Changing money at the airport can be done, but if you know better places in BKK, PTT or where ever, then change a small amount for the first day(s). 
If you decide to take a limo from one of the services (ex. AOT Limo Services) then you can pay by credit card.

It's always good to save a THB 2000 - THB 3000 or at least THB 100 (tip for taxi) at the end of a trip for your next trip.


----------



## TomC (Jan 23, 2012)

At the airport, you can ride an elevator down to the food court. They have a bunch of Thai and Chinese food vendors. If I remember correctly, it's about the same prices as in the middle of BKK. I've never found this type of setup in any other airport. Usually airport food is very expensive, but not this one. Most entrees are 30 to 40 baht. If you can't find it, just ask any airport worker. Just say "Food Chord" and they will understand you.


----------



## TomTao (May 28, 2011)

As already mentioned, you can get a taxi from the airport to Pattaya, but if you want to stay in Bangkok for a day or two before going to Pattaya then you can opt for bus, either passenger or commuter bus or taxi. My wife and I stayed at LK Mansion last time we were there, as I understand they have either both fully serviced (regular hotel type room) and self service rooms, it is close to shopping and food, close to the beach as well. The email address is [email protected] if you would like to get in touch and ask some questions


----------



## gary88 (Feb 11, 2012)

Just grab a taxi at the airport from the counter too easy, modern taxis, use your ATM card to withdraw Baht at the airport.

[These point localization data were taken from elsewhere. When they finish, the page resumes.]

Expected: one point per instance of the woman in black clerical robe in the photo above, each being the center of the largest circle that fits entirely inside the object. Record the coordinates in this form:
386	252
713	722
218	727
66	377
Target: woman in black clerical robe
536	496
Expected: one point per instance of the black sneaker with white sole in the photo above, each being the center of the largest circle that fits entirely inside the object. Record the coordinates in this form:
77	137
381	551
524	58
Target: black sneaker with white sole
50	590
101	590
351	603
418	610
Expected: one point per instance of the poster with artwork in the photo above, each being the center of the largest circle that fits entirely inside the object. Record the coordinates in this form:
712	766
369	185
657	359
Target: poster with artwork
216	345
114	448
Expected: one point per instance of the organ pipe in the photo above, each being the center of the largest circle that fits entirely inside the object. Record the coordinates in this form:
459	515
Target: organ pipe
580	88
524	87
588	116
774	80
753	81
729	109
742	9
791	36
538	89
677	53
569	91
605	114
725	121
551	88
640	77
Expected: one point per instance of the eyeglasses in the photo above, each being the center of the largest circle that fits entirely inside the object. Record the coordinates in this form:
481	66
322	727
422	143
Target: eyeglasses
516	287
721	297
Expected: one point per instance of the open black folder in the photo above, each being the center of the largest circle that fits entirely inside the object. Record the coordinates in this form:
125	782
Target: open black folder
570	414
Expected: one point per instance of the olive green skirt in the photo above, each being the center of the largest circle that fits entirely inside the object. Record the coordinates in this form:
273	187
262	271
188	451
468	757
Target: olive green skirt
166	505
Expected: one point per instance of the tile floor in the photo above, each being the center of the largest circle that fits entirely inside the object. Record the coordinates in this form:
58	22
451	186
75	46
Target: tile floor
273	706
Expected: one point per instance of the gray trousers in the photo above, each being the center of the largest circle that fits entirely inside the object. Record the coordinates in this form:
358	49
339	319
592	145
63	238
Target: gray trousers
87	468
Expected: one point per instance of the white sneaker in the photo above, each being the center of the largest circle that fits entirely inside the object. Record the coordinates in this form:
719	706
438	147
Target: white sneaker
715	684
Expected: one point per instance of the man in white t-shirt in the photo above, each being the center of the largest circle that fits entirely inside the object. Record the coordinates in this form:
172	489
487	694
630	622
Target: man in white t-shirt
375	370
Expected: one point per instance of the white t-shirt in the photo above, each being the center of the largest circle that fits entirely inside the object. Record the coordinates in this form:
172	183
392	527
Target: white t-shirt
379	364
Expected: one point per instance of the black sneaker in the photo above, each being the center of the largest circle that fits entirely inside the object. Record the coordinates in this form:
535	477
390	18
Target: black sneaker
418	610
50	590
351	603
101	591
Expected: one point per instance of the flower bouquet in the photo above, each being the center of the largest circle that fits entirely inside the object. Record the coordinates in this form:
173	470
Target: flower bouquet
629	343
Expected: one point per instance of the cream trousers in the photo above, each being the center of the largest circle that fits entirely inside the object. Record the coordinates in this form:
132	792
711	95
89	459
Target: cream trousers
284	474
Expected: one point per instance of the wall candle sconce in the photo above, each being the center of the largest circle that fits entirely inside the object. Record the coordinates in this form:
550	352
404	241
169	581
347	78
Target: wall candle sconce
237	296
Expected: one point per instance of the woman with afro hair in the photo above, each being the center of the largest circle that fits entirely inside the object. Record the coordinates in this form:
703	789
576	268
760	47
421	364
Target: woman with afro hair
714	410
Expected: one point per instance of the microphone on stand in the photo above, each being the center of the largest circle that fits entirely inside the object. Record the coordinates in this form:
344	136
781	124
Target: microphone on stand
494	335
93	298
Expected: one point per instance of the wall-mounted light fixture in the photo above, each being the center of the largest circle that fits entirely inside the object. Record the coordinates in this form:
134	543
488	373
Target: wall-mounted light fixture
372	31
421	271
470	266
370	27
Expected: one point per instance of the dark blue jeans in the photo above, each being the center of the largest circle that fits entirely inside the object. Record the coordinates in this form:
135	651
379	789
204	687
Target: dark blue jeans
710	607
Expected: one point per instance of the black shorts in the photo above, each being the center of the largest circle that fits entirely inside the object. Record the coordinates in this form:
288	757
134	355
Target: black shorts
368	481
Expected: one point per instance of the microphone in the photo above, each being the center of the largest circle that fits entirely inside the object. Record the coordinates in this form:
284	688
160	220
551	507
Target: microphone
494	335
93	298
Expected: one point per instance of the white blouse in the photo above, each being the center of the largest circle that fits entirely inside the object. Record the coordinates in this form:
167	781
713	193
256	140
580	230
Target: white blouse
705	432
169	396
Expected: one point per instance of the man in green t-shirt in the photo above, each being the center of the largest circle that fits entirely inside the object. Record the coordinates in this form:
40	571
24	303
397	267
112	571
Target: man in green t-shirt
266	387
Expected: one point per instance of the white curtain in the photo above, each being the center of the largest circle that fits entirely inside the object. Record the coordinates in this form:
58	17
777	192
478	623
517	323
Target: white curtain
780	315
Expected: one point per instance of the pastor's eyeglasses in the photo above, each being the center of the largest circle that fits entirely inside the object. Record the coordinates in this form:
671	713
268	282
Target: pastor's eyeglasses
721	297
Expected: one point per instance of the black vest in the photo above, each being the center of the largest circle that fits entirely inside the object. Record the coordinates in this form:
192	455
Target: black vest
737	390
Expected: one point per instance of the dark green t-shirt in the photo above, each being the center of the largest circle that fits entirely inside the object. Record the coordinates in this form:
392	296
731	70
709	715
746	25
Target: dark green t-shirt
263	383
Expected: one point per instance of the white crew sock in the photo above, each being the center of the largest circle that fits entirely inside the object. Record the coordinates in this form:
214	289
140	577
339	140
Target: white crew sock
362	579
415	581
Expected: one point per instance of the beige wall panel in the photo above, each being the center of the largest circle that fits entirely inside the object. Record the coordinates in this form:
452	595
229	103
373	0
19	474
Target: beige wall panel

No point in having a kitchen as there's no need to cook and every room has refrigerator

Between second and third road is walk to anywhere and a bit quieter.


----------



## TomC (Jan 23, 2012)

gary88 said:


> Just grab a taxi at the airport from the counter too easy, modern taxis, use your ATM card to withdraw Baht at the airport.
> 
> No point in having a kitchen as there's no need to cook and every room has refrigerator
> 
> Between second and third road is walk to anywhere and a bit quieter.

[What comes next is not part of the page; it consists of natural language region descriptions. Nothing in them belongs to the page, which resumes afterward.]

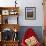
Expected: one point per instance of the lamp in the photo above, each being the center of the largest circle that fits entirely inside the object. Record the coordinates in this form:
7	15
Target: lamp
15	3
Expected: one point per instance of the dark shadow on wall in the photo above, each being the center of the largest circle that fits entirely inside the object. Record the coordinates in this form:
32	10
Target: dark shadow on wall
37	29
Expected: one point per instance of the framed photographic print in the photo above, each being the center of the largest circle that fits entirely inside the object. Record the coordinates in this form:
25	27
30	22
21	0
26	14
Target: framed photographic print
5	12
30	13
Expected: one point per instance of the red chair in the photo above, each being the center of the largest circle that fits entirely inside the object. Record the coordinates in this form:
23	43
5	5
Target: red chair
29	33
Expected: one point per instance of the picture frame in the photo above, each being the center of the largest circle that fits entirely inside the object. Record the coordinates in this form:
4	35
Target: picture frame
5	12
30	13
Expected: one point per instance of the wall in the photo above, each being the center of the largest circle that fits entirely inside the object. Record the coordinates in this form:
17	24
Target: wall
27	3
36	29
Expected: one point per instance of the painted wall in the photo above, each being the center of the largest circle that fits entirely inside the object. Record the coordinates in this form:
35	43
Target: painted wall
27	3
37	29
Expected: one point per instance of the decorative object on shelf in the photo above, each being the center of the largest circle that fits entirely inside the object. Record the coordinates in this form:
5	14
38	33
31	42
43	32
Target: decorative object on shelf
15	3
5	12
30	13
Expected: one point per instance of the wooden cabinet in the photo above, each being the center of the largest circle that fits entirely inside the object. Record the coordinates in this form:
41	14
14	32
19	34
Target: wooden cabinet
7	25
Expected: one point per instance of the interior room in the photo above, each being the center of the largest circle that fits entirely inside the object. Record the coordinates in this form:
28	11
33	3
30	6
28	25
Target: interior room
22	23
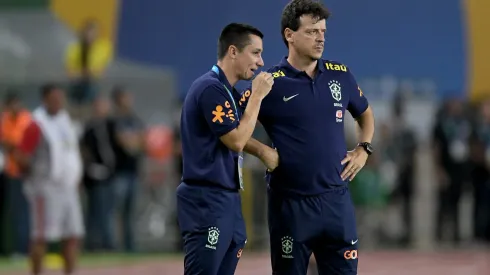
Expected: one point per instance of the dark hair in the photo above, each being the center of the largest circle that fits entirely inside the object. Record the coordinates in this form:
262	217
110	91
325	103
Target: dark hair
11	96
297	8
235	34
46	89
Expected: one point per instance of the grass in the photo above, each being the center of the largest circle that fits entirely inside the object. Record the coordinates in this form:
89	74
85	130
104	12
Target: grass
88	260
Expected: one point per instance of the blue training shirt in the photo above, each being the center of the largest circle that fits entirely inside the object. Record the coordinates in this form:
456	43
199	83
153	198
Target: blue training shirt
304	118
208	114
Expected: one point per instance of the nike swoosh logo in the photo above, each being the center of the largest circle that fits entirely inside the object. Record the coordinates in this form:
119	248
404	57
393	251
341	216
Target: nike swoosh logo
286	99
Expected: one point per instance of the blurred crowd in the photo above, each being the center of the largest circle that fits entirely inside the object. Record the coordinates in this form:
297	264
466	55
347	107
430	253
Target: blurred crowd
459	155
111	147
113	142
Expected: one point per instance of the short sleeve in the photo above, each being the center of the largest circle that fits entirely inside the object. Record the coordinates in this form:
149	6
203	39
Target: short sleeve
358	102
218	110
31	139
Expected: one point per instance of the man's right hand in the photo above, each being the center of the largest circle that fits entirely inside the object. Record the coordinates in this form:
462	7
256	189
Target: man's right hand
262	85
270	158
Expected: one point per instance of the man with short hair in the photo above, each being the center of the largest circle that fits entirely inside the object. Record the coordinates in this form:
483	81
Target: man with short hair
310	209
214	134
50	158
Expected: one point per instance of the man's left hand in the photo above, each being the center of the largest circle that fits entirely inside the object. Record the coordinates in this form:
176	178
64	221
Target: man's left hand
270	158
357	159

I was wondering about the cooking part too, but thought that the OP wants better control of his food. Maybe there is high markup for western restaurant food, but local food should be really cheap and not worth cooking. Along the same line, we don't talk about renting a car, not that you could survive the driving practice, but labor is so cheap that you rent a car with the driver called taxi.


----------